But he also concedes these retro stadiums are better than the concrete behemoths that came before them. Citi Field may be a bit derivative, but Lamster still thinks it is better than what came before.
Asked to describe its predecessor, he says: “Yes I can describe Shea Stadium. Think of a toilet. Put seats in it. That’s Shea Stadium. Was it a nice place to watch a game? No. Is the new place a nice place to watch the game? Absolutely! It’s a much much nicer place to watch a game. It’s a really great place to watch a game.”
And being a nice and familiar place to watch a game is important for baseball. Even as television ratings have started to slide in recent decades, attendance numbers are strong — people enjoy going to the ballpark. And part of that is tied to tradition, that nostalgic experience of sitting in the stands, eating a hot dog and listening to organ music.
Baseball’s obsession with history and tradition helped drive the retro ballpark revolution.
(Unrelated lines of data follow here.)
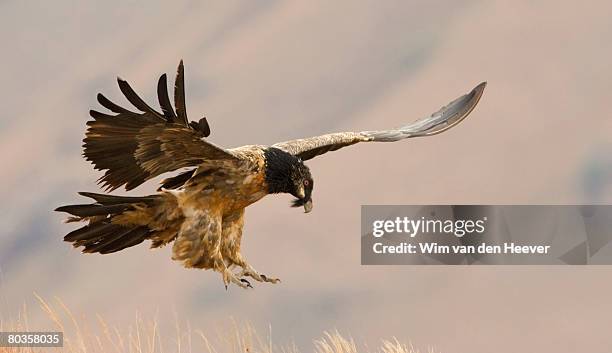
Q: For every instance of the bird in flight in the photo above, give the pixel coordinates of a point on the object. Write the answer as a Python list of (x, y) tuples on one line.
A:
[(201, 209)]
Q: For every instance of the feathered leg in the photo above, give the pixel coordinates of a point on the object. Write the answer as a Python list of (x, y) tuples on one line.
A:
[(232, 236)]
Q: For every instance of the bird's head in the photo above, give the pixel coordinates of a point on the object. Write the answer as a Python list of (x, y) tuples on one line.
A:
[(286, 173)]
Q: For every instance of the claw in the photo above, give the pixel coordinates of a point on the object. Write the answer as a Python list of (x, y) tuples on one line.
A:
[(249, 271)]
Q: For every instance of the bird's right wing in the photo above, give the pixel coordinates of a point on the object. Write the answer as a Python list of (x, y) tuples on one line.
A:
[(133, 147), (445, 118)]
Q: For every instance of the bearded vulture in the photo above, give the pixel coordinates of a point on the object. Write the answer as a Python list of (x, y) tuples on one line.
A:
[(201, 209)]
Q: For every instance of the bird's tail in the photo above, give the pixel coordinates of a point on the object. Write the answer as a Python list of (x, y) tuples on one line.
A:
[(114, 222)]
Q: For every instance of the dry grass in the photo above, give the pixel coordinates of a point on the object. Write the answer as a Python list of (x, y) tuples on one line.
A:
[(144, 336)]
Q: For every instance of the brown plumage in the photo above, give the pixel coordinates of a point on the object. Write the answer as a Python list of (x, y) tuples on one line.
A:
[(201, 210)]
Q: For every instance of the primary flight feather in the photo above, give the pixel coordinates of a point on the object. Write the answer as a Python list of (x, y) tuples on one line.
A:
[(201, 209)]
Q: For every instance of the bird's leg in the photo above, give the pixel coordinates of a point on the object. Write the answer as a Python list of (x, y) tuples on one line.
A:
[(230, 277), (251, 272), (248, 270)]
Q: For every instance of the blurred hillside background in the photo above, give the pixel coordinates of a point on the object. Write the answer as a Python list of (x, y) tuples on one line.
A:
[(266, 71)]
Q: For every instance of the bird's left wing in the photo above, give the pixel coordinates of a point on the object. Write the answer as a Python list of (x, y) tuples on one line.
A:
[(442, 120), (133, 147)]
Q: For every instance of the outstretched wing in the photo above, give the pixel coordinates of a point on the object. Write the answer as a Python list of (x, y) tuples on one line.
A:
[(442, 120), (136, 146)]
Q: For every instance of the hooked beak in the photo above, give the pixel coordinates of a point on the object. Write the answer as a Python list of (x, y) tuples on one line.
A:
[(308, 206)]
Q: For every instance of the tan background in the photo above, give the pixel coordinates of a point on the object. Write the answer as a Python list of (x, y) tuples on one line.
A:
[(270, 70)]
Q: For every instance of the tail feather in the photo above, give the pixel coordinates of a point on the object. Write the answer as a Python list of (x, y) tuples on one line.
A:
[(101, 235)]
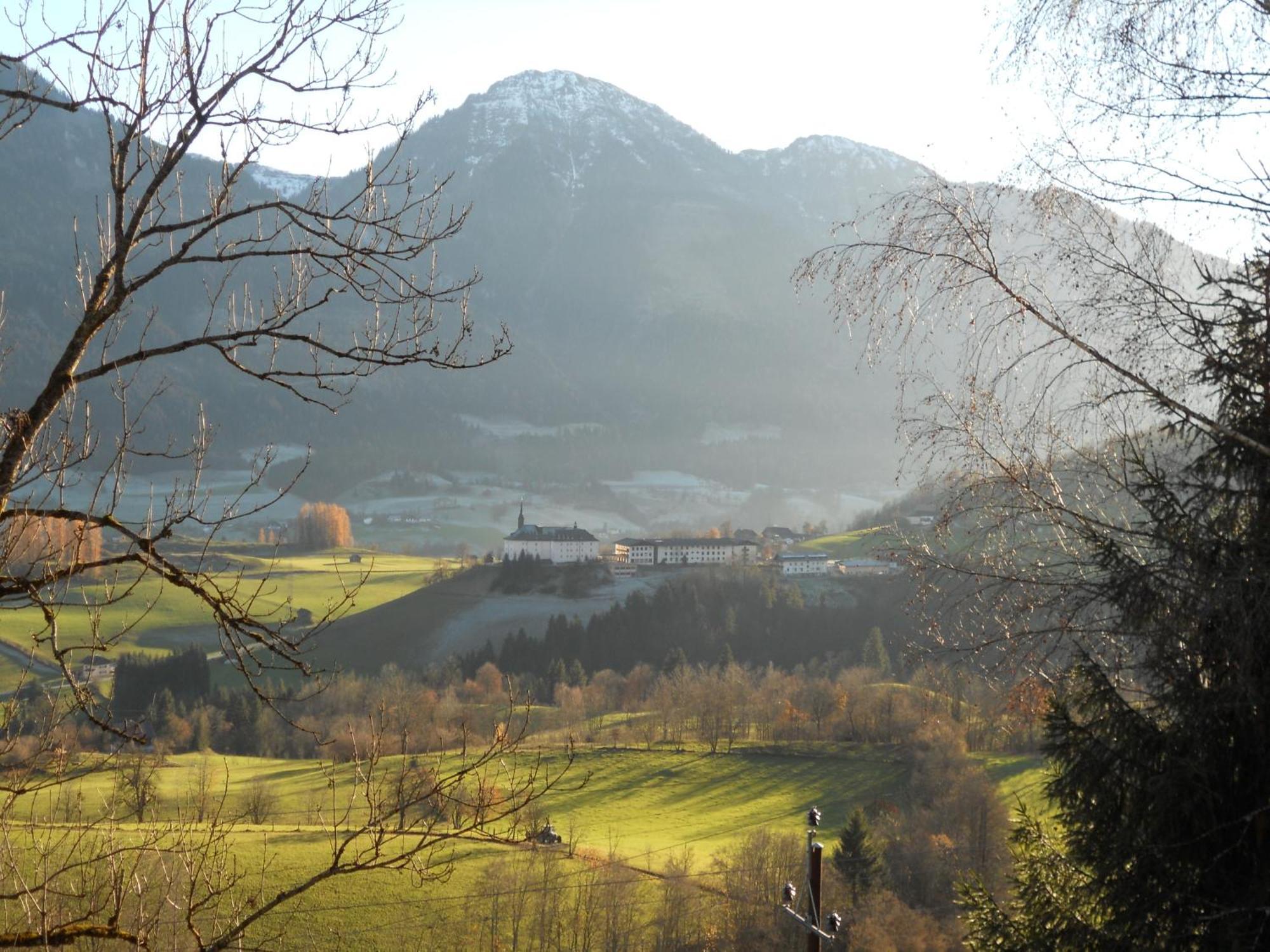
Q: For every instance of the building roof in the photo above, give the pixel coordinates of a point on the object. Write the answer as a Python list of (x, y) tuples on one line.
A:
[(664, 543), (551, 534)]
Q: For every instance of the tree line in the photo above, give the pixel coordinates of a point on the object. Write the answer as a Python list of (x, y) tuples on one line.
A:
[(760, 620)]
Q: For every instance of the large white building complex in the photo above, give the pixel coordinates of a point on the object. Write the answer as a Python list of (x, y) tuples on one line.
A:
[(552, 544), (805, 563), (686, 552)]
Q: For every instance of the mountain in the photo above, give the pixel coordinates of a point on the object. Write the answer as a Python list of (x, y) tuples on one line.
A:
[(645, 274)]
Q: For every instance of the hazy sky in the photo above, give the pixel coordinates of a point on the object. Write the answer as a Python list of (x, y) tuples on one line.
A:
[(914, 78)]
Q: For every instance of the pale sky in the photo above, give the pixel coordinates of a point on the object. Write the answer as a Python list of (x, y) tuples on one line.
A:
[(915, 78), (912, 78)]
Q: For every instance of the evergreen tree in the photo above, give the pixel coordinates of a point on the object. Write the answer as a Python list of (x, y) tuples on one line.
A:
[(855, 857), (675, 661), (876, 654), (1161, 780)]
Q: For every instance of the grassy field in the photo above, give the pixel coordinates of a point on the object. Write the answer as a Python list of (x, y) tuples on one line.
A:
[(650, 804), (158, 618), (859, 544)]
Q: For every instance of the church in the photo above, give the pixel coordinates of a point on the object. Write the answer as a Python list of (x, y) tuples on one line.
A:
[(552, 544)]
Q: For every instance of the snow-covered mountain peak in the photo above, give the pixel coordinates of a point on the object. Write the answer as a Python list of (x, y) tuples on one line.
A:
[(835, 150), (559, 95), (585, 115)]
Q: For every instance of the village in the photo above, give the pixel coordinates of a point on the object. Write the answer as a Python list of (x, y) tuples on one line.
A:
[(772, 548)]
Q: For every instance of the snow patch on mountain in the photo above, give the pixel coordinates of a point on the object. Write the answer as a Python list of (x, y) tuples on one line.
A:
[(285, 183), (587, 116), (832, 150)]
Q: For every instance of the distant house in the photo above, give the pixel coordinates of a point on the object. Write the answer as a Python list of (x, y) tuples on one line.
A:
[(685, 552), (923, 517), (552, 544), (96, 671), (868, 567), (805, 563)]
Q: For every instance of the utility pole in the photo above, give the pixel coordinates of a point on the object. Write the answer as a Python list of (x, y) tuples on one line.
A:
[(811, 922), (815, 852)]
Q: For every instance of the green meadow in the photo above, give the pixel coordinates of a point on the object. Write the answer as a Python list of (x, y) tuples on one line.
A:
[(859, 544), (157, 618), (648, 805)]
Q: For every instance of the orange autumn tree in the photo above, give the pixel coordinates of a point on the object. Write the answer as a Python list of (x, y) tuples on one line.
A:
[(323, 526), (49, 541)]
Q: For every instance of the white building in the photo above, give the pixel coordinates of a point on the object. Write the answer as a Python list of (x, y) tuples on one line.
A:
[(552, 544), (686, 552), (868, 567), (805, 563)]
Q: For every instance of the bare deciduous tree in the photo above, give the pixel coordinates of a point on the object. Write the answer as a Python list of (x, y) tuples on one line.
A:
[(1099, 395), (307, 294)]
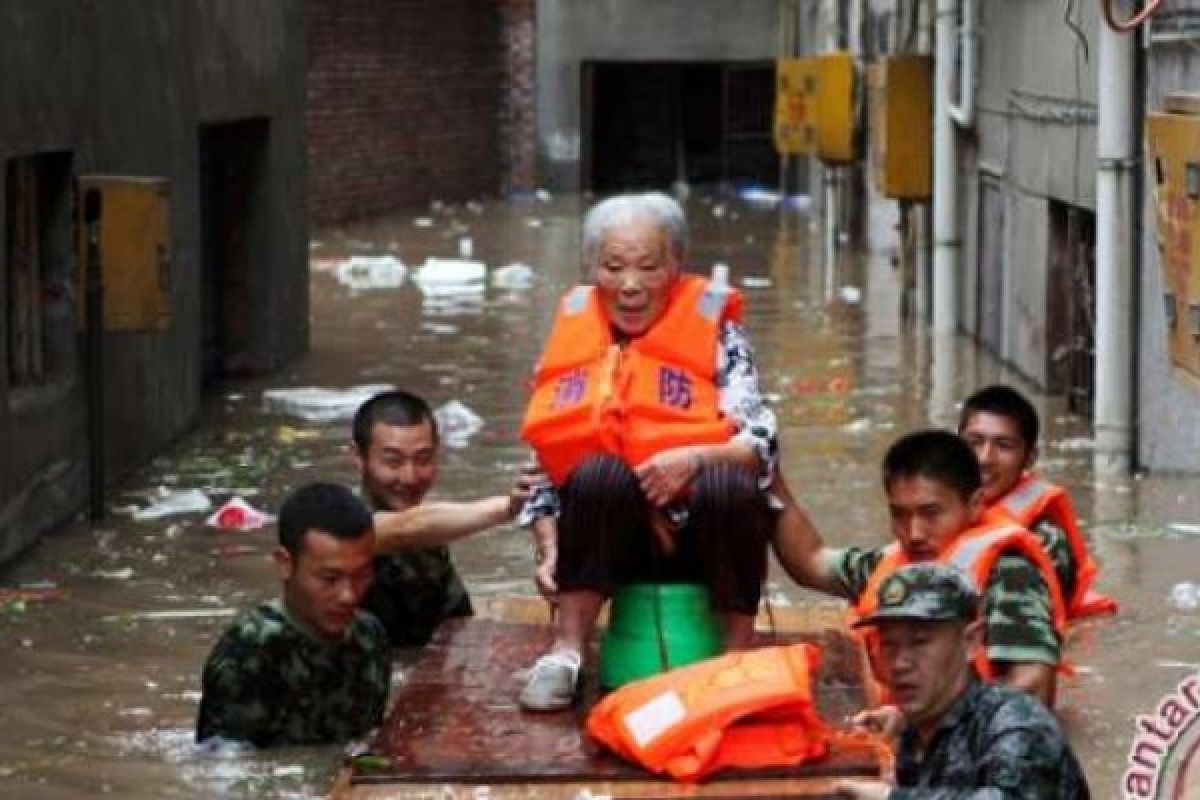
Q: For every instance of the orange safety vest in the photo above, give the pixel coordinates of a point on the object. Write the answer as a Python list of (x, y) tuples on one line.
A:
[(973, 552), (748, 709), (659, 391), (1031, 500)]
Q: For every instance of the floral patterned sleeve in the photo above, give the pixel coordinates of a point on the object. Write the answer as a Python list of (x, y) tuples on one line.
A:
[(737, 379)]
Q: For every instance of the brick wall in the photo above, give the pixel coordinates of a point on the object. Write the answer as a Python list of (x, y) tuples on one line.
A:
[(519, 118), (403, 103)]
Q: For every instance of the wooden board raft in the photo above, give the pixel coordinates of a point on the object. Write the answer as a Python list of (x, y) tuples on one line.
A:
[(455, 729)]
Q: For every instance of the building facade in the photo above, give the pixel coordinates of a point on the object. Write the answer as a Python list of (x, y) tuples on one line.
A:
[(202, 101)]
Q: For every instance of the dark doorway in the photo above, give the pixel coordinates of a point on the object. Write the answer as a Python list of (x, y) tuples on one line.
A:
[(651, 124), (1071, 305), (232, 167)]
But, as an architecture critic Mark Lamster is ready for some team out there to embrace the future: “Why were we looking backwards when we designed these ballparks instead of looking towards new materials, and new ways of building, a new architecture?”
And if Camden Yards taught us anything, it’s this: when someone does come up with a great new way of building a ballpark, every team in the league is going to want one of their own.